The microSDHC was definitely the easier task even though I tackled it second. I set up the device to work in MSC (though now that I think about it, MTP would work as well) and I set up the device which was known as the I:\ drive. Everything was extremely simple and I basically set the right folders, checked "music library" under the Auto-sync tab, and was set.

I need a way to import only my Work playlist from iTunes and while programs like Songbird and even MusicBee have iTunes Import options, it will import the entire library, which I don't want or need. So in order to snag just the Work playlist, I looked at several options; one of which was using a program called iTunes Sync to sync just that playlist to the internal memory. The program itself worked great and I was fine with using it, except for the fact that I also needed a way to create a playlist on the device for Work, ie, all of the files on the internal memory. Plus, I would end out having to run two programs, iTune Sync and MusicBee, which I didn't like.

So I took another approach. I couldn't simply add the Work playlist to my MusicBee library because the playlist depended on iTunes and was constantly changing. I tried a really weird trick where MusicBee would essentially sync the files to the same place and then create a playlist, but to no avail. Then I realized that an Auto Playlist was not the answer, a simple M3U was. MusicBee keeps a folder filled with all the Playlists and all I needed to do was get an M3U of the Work playlist into that folder and MusicBee will detect it when it starts. Plus, the playlist here doesn't even have to be in your MusicBee library, so I wouldn't even have to mix my Car playlist and my Work playlist inside MusicBee.

iTunes itself allows you to export a playlist as M3U, but it would be very annoying to have to open iTunes and manually export the M3U to that folder every time I wanted to launch MusicBee. Fortunately, I already knew about a program called iTunes Export that has a command line version that allows you to export iTunes playlists without even touching iTunes. So all I had to do is write a small batch/autohotkey file to run that program before running MusicBee, and presto, we have ignition.

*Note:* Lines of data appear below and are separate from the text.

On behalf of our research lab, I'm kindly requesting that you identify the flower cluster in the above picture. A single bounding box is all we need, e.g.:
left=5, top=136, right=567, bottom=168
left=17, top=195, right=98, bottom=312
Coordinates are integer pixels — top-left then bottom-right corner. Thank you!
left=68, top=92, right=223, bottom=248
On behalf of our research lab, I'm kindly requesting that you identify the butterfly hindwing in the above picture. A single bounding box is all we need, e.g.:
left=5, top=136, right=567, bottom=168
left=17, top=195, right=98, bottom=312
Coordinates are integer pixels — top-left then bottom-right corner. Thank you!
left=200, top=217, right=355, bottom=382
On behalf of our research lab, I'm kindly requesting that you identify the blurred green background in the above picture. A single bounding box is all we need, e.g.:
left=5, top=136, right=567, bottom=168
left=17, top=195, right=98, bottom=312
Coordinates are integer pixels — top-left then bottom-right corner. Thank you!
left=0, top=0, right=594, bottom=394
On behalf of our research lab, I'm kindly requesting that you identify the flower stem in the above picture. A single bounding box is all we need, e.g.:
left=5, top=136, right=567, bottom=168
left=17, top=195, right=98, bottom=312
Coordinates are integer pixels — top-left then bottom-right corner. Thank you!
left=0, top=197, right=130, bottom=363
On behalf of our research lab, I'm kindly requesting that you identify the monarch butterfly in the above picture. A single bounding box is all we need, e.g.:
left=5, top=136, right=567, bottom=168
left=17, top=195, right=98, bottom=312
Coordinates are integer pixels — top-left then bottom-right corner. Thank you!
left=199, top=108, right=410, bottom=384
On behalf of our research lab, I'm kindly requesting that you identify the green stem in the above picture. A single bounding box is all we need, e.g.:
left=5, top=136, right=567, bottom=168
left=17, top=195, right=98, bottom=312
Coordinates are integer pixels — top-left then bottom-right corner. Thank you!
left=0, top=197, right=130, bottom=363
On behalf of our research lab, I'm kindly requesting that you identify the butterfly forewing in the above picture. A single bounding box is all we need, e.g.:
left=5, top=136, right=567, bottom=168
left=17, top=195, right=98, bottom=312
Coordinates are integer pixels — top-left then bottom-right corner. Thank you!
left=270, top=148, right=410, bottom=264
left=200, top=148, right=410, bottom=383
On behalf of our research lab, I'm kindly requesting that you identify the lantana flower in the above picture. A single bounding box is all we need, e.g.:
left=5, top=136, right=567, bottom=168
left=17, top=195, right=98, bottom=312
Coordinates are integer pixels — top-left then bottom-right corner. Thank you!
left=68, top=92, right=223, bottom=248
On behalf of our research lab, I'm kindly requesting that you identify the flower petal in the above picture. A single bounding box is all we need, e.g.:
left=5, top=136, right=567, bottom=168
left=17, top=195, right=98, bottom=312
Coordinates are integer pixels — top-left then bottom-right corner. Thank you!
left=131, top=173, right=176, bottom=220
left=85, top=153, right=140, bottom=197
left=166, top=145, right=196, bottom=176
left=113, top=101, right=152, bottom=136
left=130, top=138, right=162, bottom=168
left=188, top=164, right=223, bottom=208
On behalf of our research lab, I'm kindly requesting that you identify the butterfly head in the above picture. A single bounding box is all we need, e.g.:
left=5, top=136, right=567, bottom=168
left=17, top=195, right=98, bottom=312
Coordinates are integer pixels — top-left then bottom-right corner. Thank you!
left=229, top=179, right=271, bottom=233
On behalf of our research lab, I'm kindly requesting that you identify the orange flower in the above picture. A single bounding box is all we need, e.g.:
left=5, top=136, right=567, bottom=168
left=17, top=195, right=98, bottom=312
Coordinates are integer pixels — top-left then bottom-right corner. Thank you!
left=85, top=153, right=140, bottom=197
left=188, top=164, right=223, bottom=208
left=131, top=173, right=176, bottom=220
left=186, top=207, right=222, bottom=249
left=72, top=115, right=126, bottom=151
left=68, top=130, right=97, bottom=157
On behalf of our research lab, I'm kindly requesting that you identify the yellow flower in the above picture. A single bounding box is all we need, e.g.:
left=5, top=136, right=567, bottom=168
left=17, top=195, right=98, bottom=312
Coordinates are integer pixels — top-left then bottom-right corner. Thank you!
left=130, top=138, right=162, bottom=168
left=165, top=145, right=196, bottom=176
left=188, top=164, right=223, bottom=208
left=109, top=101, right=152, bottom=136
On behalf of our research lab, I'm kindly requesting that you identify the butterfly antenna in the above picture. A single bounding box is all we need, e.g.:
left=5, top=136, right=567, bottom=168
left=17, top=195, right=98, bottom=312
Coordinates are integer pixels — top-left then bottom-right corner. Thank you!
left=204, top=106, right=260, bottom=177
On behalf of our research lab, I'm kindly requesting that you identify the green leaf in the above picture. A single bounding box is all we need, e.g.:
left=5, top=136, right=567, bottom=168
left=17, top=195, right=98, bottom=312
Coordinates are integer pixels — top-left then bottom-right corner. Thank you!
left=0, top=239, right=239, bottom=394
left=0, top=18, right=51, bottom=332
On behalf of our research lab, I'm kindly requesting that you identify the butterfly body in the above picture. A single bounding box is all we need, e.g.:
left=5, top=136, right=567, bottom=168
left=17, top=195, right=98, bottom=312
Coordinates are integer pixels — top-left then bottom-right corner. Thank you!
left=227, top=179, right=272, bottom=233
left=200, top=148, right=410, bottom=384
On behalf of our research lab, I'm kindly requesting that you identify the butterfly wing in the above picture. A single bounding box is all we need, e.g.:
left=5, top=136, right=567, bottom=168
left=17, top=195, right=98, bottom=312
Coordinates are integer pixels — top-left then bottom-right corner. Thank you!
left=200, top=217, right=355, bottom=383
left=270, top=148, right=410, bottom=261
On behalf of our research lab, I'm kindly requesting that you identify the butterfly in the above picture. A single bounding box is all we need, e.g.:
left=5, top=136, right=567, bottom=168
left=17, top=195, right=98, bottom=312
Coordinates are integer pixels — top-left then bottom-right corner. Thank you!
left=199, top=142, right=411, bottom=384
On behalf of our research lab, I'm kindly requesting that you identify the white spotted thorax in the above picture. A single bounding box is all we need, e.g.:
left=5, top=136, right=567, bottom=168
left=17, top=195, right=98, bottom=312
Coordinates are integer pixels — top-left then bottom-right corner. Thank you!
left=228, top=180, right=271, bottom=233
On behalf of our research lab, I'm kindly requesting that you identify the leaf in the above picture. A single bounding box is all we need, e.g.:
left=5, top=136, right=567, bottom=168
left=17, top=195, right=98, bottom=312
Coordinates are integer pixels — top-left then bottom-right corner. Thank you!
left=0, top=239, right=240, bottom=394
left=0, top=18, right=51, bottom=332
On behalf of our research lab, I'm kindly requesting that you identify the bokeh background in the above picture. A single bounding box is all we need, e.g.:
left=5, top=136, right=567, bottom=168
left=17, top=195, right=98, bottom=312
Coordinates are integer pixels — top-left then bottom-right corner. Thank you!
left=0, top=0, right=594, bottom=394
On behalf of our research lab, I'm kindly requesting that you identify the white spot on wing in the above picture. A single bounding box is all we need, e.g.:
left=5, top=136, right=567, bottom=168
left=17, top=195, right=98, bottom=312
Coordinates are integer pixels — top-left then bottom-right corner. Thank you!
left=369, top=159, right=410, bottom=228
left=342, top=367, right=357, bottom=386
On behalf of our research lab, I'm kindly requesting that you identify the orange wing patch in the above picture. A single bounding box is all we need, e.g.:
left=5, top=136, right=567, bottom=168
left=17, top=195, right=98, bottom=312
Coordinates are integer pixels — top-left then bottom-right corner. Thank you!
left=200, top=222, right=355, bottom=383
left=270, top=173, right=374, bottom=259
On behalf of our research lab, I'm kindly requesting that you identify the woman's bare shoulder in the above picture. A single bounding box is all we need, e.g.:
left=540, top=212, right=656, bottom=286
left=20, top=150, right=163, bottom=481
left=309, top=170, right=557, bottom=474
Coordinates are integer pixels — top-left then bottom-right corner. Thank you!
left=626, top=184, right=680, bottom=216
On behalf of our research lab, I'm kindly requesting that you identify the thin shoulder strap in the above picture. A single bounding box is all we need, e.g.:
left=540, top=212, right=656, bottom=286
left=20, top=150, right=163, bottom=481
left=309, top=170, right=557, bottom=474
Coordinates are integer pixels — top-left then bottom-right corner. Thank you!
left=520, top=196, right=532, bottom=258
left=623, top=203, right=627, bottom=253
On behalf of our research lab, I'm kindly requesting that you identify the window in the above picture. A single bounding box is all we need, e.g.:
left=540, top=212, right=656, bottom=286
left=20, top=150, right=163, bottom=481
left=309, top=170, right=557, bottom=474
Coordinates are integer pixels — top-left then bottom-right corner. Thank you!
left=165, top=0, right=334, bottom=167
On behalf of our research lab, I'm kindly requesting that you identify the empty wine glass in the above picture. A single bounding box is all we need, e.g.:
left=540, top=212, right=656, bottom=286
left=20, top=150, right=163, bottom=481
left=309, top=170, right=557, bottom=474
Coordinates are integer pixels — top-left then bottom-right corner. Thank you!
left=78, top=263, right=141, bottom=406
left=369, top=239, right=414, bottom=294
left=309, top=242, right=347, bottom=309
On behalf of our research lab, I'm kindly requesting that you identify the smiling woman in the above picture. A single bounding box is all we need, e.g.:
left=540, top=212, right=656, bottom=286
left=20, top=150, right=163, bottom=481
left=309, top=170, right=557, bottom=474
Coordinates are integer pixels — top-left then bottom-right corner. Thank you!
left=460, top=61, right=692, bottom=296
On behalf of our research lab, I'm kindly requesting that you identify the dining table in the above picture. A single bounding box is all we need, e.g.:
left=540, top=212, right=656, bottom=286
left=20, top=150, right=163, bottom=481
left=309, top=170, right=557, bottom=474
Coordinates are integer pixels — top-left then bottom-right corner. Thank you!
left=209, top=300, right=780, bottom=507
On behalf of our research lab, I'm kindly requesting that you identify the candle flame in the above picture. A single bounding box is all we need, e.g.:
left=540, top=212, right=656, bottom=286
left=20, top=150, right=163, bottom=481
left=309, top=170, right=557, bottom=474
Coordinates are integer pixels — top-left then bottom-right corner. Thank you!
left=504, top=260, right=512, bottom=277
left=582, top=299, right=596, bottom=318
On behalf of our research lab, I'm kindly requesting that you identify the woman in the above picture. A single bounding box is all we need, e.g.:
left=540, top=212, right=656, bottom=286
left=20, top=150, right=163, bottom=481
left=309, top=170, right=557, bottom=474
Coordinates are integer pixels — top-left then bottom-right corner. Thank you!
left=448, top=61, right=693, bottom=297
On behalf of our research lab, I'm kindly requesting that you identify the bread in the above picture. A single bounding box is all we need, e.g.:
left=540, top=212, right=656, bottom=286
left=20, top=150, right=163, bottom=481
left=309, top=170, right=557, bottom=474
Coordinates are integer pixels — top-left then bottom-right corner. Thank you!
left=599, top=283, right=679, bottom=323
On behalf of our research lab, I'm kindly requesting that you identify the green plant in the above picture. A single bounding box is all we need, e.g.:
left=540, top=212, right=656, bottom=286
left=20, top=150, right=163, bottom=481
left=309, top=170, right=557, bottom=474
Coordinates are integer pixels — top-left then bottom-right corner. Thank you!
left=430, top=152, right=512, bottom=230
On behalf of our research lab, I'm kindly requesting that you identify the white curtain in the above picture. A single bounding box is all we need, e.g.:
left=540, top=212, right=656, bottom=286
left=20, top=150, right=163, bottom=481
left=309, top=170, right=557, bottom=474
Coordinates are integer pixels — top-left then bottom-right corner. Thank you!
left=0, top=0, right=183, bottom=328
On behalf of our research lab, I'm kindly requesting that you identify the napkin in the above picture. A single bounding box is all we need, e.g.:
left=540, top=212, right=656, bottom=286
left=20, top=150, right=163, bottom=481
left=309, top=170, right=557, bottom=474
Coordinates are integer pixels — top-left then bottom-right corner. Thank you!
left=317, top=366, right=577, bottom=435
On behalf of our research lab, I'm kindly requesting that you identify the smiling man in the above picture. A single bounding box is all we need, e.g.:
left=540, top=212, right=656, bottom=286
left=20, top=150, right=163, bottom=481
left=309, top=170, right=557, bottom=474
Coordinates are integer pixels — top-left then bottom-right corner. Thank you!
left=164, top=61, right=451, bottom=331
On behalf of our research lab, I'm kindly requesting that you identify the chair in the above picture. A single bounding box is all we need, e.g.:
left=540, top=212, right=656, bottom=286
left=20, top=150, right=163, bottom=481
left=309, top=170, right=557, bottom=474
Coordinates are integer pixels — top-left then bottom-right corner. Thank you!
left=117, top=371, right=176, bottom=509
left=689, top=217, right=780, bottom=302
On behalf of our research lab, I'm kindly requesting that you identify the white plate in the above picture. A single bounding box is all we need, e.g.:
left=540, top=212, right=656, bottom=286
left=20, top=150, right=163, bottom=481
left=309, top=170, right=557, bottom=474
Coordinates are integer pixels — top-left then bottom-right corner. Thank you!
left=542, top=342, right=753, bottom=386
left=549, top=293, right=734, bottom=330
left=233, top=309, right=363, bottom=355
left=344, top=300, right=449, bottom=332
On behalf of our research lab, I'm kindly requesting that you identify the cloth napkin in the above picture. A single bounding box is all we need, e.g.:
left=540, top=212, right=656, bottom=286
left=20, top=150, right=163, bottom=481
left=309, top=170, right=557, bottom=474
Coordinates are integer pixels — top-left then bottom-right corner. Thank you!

To put it simply, iTunes exports an a Work M3U which MusicBee syncs to the internal memory, then MusicBee syncs its entire library to the microSDHC. So smooth.

But one more quick note. Playlists. Playlists are freaking confusing, and yes, I did not read the manual for the Clip+, but it's still very confusing.
  • First you need to realize that the playlist needs to be formatted correctly; instead of just linking to the files one after another, you need a bunch of "#EXTINF" and whatnot thrown in there.
  • Second, you need to realize that the Clip+ interprets playlists relative to the M3U's location on the disc, not the root.
  • Lastly, the file paths in the M3U are not supposed to start with a "/", which is the default for MusicBee.
Combing those three let you create playlists anywhere on the disc. You can even use the ".." to symbolize "up one directory."

It took a hell of a lot longer than I expected, but I'm happy that I stumbled on such an elegant answer, and that I am able to use MusicBee, my new favorite music library freeware.

I'm excited to use my Clip+. It's a nice little device, and I really hope it serves me well.